Смотрит на меня страдальчески. Смотри, смотри. Достаю следующую фотографию (как хорошо, что они сохранились!). К Феликсу в мастерскую привели какого-то француза или итальянца, не помню. Была небольшая вечеринка с русским угощением (я делала винегрет и пекла блины!). И кто-то нас всех сфотографировал. В центре — француз (или итальянец), кудрявый, как овца, в маленьких очках, с хищным носом, а по бокам — четверо художников, приятелей Феликса, потом кто-то неизвестный, который и привел в мастерскую этого француза-итальянца, и я — с большим животом, который возвышается над кудрявой головой иностранца, как круглая диванная подушка. Итальянец и художники сидят на полу, а мы с Феликсом стоим, и потому мой живот оказался в самом центре фотографии и сразу же притягивает к себе внимание.
— Вот, — говорю я старому, лысому, страшному, бросившему меня Феликсу. — Это уже перед самыми родами, начало июня. Видишь, какой мальчик большой? — И опять обвожу ногтем свой живот на снимке. — Видишь, сколько его? Так где же?
Внимательно слежу за его лицом. У него дрожат губы. Помогите мне, мои родные, помоги мне, Платонов! Сейчас он должен сказать мне все, как было, он должен отдать мне ребенка.
— Ты помнишь, — говорю я, — что сына я все-таки родила, с кесаревым, но родила! Живот мой пуст, его там уже нет! Двадцать пять лет, как нет!
Беру его руку и кладу на свой живот. Осторожно, но настойчиво. Руку не убирает, смотрит на меня со страхом, весь — серый.
— Так вот, — говорю я, — простой вопрос: где он?
Вдруг Феликс вскочил и рывком поднял меня со скамеечки.
— Наташа, — забормотал он, — пойдем домой. Тебе надо лечь, ты устала. Дома поговорим. Дома.
Я не стала сопротивляться, не стала. Почему? Стыдно произнести. Стыдно! У него были такие добрые, такие родные руки, и он так нежно, так крепко сжимал мои плечи, и так близко было его старое, ужасное, любимое лицо! Теперь я понимаю, что он опять обхитрил меня, опять обвел меня вокруг пальца, нас всех — моих родных и Платонова — всех обхитрил, всех!

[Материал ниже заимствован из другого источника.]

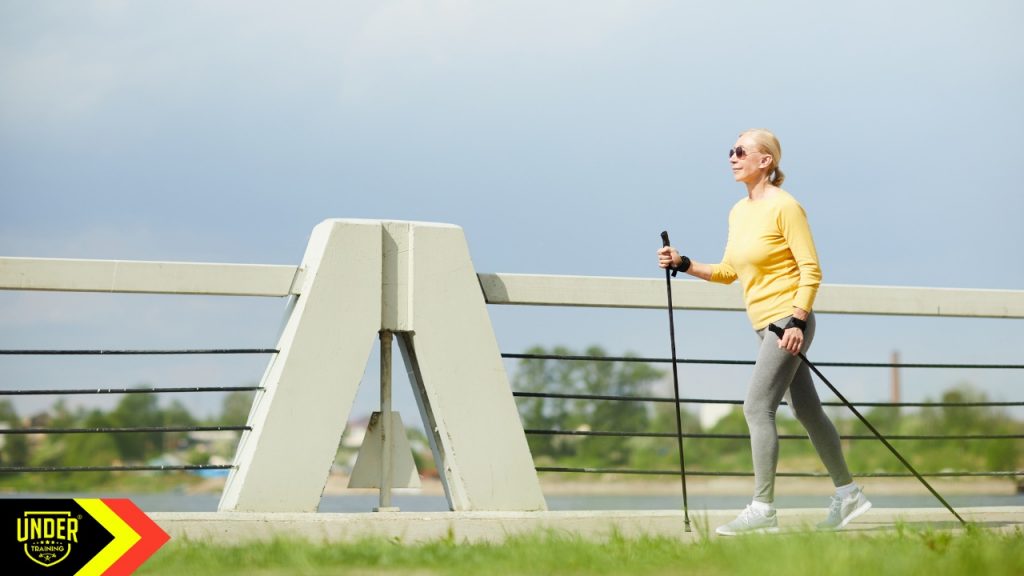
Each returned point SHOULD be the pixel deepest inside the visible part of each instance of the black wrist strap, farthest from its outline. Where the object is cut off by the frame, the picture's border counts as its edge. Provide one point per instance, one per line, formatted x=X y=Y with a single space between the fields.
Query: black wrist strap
x=683 y=265
x=797 y=323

Я что-то не помню, что было дальше… Что? Да, лавочка, с лавочки он меня поднял. Что потом? Он сказал: «Прошу тебя, пойдем домой…» Я замотала головой. Уперлась. Думала, он будет тащить меня насильно, но он был страшно нежен и заботлив. Он гладил меня по голове, по спине, он целовал мои руки. И весь дрожал, весь. «Пойдем, пойдем, Наталья, — бормотал он, — ты устала, пойдем…»
Ах, вот оно что! Ему стало стыдно. Понимаю. Еще бы! Но ведь, чем тащить меня домой и причитать, сказал бы адрес детского дома, и дело с концом! Ах, какой ты хитрый, Феликс! Хитрый, предатель. Хорошо, пойдем домой, голова кружится. Я и так очень многого добилась сегодня: у него проснулась совесть, значит, еще немного, и скажет. Я тоже должна быть похитрей. Нельзя настаивать. Пишу все это дома. Я у себя в комнате, они с Нюрой в столовой. Говорят так тихо, что ничего не разберешь.